It was a reasonable question for a gathering that billed itself as China’s First Imperial Conference on Magic Piracy. But he could have misunderstood the conference’s keynote speaker. Professor Yeoh was orating at the front of the hosting restaurant’s second floor banquet hall, while Bai hid among the sorcery students at the back.

“Not ‘copying and writing’—copy rights,” whispered the student beside him. “Like Professor Yeoh said: All magicians are endowed as creators with certain unalienable rights, including the right to profit from all original spells, amulets, and charms.”

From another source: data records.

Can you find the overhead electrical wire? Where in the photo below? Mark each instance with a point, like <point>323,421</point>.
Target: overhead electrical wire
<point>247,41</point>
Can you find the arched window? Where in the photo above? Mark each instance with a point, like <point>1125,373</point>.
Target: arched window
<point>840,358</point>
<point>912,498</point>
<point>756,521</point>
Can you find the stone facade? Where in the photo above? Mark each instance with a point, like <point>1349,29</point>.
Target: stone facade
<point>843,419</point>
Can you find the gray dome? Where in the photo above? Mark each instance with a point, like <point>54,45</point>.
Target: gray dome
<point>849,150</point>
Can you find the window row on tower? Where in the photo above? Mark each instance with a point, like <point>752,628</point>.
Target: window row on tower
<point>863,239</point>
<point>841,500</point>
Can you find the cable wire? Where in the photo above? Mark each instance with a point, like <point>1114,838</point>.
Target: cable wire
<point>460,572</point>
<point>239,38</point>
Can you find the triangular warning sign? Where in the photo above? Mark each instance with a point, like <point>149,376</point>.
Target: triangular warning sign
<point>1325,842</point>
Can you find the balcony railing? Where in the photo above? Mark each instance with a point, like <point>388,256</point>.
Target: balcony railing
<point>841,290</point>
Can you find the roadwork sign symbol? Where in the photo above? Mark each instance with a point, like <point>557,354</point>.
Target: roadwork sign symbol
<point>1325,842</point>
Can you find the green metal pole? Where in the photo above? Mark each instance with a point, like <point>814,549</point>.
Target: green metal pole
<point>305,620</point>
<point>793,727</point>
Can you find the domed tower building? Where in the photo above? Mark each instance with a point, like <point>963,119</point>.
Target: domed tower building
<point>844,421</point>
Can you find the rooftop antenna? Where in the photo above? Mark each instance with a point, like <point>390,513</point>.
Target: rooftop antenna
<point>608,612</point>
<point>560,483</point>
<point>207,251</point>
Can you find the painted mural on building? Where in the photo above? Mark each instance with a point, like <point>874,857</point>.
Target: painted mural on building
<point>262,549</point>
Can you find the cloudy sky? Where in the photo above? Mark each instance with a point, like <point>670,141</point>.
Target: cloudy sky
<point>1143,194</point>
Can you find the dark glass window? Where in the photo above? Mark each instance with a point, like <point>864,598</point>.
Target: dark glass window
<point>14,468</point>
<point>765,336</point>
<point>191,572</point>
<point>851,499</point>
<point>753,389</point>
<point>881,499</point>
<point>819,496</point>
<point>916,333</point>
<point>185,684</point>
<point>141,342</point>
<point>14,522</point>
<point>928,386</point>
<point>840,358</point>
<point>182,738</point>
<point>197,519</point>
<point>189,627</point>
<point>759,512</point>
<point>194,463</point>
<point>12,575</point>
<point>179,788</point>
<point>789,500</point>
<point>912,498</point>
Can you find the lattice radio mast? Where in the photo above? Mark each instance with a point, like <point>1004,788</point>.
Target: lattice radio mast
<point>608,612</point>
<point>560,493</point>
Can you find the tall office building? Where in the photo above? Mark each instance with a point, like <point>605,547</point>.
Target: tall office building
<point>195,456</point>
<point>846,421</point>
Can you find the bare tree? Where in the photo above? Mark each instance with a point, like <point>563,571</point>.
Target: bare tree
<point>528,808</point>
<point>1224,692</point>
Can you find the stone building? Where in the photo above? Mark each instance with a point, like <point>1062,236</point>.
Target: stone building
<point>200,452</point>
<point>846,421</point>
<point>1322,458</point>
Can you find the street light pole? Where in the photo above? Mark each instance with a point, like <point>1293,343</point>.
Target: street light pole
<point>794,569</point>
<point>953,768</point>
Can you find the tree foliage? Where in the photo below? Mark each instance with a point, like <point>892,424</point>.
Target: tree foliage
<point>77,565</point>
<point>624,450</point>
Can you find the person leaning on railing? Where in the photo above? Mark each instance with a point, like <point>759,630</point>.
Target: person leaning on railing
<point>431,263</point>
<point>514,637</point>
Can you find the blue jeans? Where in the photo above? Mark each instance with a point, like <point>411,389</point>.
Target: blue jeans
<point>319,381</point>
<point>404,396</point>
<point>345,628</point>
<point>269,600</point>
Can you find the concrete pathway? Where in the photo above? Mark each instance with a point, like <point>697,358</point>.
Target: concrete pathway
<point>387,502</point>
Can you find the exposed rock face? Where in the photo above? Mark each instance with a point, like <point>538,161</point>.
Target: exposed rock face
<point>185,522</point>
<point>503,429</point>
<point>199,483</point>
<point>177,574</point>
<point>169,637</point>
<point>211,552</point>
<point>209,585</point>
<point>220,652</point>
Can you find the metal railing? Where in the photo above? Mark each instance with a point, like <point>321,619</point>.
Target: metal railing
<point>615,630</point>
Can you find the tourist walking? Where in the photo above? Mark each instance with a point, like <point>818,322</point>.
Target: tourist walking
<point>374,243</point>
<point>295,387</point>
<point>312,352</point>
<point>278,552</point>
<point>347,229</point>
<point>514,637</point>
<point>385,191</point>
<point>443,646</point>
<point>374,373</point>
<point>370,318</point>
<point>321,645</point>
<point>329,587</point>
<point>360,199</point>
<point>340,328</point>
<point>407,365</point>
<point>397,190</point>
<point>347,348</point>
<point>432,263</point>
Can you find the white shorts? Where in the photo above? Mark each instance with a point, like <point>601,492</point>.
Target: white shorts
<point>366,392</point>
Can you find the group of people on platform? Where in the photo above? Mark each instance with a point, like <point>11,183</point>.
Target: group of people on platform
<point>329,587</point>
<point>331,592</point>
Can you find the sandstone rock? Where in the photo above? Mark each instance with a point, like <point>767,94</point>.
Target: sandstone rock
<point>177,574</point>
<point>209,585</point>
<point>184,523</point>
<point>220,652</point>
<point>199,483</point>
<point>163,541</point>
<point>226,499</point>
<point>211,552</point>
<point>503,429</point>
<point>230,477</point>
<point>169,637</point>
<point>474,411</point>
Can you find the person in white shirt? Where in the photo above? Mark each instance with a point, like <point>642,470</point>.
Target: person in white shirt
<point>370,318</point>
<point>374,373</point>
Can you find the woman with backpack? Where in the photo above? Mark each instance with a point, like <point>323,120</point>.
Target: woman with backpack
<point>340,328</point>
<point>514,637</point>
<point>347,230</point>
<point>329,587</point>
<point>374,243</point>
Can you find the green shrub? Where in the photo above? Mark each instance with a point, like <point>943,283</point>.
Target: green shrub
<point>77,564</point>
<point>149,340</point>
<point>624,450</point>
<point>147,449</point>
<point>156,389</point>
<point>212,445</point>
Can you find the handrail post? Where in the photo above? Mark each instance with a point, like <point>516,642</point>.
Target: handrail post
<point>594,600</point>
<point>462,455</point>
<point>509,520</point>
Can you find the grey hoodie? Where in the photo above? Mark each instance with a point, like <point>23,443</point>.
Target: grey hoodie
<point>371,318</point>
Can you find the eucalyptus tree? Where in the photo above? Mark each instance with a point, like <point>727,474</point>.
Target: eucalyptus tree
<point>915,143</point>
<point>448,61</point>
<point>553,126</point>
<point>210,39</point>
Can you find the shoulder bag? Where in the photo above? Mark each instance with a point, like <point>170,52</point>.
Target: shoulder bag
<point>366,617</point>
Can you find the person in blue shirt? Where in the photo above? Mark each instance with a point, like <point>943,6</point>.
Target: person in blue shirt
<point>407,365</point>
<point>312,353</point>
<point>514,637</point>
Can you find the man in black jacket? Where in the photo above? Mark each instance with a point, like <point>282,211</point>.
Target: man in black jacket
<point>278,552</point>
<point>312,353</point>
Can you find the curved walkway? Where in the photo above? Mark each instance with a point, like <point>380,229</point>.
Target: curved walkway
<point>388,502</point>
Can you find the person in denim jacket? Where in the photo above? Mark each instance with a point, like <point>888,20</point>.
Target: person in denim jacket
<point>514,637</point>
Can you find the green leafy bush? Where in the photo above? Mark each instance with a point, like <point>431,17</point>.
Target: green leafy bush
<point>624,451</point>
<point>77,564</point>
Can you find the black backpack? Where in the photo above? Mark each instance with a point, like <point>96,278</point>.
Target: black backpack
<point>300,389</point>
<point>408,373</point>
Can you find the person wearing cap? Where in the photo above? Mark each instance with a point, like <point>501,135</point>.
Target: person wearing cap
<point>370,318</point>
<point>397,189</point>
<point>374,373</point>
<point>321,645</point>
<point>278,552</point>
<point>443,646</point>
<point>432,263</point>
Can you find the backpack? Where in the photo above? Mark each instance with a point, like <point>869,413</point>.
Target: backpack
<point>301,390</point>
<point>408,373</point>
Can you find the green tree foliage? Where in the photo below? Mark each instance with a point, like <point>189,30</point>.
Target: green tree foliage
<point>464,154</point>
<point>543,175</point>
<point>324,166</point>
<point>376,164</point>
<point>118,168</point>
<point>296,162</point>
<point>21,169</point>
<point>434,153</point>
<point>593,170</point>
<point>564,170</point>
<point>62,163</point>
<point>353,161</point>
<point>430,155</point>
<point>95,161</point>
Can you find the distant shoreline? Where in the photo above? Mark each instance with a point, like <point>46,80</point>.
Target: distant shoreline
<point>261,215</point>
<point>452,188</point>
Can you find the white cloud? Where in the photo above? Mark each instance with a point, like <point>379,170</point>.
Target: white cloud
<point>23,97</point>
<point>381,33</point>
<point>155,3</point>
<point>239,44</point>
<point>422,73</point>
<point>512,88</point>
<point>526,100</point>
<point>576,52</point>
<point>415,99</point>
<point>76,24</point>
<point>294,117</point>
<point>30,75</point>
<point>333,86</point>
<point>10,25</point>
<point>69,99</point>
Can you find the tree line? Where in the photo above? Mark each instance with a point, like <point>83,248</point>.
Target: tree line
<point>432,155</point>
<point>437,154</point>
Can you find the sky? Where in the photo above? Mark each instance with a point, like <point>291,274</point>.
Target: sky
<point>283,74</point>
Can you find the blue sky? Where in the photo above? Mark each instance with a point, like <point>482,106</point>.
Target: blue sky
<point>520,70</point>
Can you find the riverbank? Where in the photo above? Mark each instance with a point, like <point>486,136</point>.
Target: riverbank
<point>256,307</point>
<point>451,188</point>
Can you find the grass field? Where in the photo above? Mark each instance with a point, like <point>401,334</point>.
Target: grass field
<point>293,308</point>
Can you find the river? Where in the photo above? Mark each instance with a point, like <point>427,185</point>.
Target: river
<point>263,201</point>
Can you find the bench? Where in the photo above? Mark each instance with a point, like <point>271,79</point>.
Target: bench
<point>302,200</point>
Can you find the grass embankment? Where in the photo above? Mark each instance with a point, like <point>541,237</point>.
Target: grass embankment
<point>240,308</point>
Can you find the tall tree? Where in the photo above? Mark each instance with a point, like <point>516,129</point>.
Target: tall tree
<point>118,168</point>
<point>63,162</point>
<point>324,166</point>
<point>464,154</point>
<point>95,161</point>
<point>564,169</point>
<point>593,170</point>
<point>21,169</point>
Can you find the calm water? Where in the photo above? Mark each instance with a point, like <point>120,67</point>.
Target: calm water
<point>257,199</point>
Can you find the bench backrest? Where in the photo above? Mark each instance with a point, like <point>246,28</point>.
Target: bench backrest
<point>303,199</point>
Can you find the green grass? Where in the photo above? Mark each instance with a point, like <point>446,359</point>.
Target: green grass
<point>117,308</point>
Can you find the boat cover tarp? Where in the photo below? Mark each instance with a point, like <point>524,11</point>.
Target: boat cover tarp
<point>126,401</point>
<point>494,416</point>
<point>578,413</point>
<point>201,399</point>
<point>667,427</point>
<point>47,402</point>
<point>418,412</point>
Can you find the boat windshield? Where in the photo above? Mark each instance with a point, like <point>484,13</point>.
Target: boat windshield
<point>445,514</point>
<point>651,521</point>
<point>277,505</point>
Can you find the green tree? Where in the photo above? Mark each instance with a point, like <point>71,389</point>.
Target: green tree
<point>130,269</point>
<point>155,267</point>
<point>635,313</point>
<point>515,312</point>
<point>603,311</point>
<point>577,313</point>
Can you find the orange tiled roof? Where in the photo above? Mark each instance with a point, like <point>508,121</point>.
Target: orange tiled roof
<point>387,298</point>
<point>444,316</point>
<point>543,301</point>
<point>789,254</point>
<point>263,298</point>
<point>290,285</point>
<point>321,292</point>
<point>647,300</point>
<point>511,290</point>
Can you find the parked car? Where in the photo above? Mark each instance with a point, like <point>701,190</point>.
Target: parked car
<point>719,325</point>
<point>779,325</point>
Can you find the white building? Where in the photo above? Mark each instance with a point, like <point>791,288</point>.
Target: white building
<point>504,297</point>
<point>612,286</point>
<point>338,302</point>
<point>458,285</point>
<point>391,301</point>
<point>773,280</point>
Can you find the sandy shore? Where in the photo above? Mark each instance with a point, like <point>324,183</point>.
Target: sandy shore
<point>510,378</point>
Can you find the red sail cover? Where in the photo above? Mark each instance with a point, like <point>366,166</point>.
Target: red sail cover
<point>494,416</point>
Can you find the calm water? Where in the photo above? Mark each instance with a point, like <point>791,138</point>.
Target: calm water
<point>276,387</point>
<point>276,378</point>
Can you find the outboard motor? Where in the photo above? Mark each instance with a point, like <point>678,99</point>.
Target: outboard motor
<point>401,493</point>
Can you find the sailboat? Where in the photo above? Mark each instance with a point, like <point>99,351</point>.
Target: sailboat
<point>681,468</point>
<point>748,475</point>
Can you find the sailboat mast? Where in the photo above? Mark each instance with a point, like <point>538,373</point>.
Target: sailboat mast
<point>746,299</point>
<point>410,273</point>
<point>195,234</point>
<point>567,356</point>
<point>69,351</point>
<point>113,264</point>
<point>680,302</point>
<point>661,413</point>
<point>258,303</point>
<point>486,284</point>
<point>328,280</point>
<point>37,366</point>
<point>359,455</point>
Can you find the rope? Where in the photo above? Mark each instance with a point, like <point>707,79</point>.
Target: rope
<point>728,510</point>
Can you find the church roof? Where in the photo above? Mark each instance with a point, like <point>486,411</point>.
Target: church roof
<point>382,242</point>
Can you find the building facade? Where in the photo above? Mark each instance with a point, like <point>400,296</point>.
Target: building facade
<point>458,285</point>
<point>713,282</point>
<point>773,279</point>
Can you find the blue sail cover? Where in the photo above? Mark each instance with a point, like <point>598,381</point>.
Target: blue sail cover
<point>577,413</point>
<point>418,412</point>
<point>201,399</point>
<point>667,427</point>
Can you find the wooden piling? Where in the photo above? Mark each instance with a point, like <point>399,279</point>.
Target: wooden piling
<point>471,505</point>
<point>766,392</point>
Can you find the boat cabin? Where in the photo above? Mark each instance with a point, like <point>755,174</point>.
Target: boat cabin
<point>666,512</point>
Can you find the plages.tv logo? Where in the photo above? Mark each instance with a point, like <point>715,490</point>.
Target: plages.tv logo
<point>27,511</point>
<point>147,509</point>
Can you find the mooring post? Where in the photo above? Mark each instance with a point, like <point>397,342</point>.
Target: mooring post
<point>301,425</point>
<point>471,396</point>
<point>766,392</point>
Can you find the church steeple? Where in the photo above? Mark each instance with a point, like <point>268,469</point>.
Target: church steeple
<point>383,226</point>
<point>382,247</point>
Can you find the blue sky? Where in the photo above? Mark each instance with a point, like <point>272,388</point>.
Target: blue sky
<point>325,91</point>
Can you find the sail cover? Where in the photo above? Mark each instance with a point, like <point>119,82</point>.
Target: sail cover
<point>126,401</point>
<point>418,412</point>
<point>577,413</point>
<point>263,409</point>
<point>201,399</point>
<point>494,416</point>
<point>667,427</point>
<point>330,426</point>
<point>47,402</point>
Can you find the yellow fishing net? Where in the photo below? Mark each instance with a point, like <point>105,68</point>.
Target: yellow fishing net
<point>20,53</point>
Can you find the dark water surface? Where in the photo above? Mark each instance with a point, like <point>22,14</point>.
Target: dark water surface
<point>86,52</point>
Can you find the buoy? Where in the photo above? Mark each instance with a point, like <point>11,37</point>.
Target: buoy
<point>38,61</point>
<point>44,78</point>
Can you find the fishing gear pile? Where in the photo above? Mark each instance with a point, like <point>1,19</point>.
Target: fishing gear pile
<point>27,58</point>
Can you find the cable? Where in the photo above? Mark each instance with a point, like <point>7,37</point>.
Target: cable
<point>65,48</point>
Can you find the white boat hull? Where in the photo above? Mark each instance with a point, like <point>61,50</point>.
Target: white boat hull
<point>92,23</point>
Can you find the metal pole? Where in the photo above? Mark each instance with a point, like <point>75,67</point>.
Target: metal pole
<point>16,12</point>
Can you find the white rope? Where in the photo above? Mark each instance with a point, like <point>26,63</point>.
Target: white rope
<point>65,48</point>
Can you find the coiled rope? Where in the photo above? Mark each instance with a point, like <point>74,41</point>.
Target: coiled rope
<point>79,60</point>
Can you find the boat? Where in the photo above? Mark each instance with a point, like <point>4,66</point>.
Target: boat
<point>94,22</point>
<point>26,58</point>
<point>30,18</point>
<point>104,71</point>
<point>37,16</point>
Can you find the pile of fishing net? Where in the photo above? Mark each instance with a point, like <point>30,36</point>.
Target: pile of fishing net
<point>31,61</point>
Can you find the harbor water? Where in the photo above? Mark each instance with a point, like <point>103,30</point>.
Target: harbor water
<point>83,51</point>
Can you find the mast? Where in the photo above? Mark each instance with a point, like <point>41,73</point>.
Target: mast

“Even if somebody else does the copying?”

“Exactly.”

But didn’t writers pay printers to publish their work? Or was it the other way around? Who knew with humans? The longer Bai spent at the conference, the more at sea he felt.

Based on the invitation sent to Master Lao, Bai’s self-appointed human teacher, Bai assumed the conference concerned pirates and magic treasure—subjects dear to every dragon’s heart. When Lao forbade him to attend under threat of several exceptionally creative dooms, Bai had grown even more excited, certain it was one of those conferences—a four-day, Mandarins-only orgy of dim sum and dancing girls. But Bai had searched the venue from foundation to rafters and found no pretty women, no pirates, no treasure.

No food.

None for the students anyway. The attending scholars lounged around capacious tables, feasting at the Emperor’s expense on every delicacy on the restaurant’s menu. But between the professionals’ gourmet paradise and the students’ hellishly hard benches lay a wide aisle patrolled by waiters more vigilant than soldiers on the Great Wall. Bai couldn’t even savor the aromas thanks to the mages’ fondness for patchouli and the absence of anything resembling a breeze. The sliding doors to the loggia had been shut for “security reasons.” In the middle of summer!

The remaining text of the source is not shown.